Healthy living

Electronic skin tattoo used to monitor patients

Electronic skin tattoo could be used to monitor patients Highly effective in measuring body activity

An ultra-thin electronic skin patch that works like a temporary tattoo has been developed and could be used to monitor a patient's vital signs in the future.

The device, less than 50 microns thick and thinner than a human hair, contains all the sensors and electronics needed for monitoring hospital patients, including tiny solar cells for power.

These have been mounted on a thin plastic film, similar to that used for temporary tattoos, so that the electronic patch has the flexibility of human skin.

Because it is so thin, tape or glue is not needed, and the electronic patch can be applied to the skin using a sprinkle of water. It can also be easily removed by peeling it off the skin.

When tested, the device measured electrical signals from the leg muscles, heart and brain comparable to those measured using standard medical equipment.

The researchers say the device could be used for monitoring brain, heart and muscle tissue activity without the need for the jungle of electrodes, wires, cables and medical equipment currently in use.

"Our goal was to develop an electronic technology that could integrate with the skin in a way that is invisible to the user," said study leader John Rogers, a professor in material science and engineering at the University of Illinois.

"It's a technology that blurs the distinction between electronics and biology."

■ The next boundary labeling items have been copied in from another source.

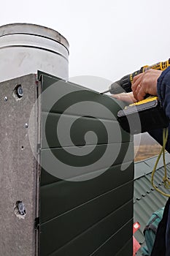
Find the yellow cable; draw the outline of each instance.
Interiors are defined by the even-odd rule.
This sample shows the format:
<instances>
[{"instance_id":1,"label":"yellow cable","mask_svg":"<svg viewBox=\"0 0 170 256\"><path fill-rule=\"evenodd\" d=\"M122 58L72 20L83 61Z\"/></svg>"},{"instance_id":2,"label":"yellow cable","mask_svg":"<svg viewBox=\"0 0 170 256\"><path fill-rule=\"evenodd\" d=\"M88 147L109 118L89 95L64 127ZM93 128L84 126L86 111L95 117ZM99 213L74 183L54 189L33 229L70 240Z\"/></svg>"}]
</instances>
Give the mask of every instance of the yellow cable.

The electronic skin patch has also been shown to allow people to interface with computers.

When attached to a person's throat, the device translated spoken commands such as up, down, left and right into instructions to control a computer game, which could be of use to patients with muscular or neurological disorders.

Other potential applications include as an electronic bandage to speed up wound healing and as a touch sensitive sensor for artificial limbs.

The study is published in the journal Science.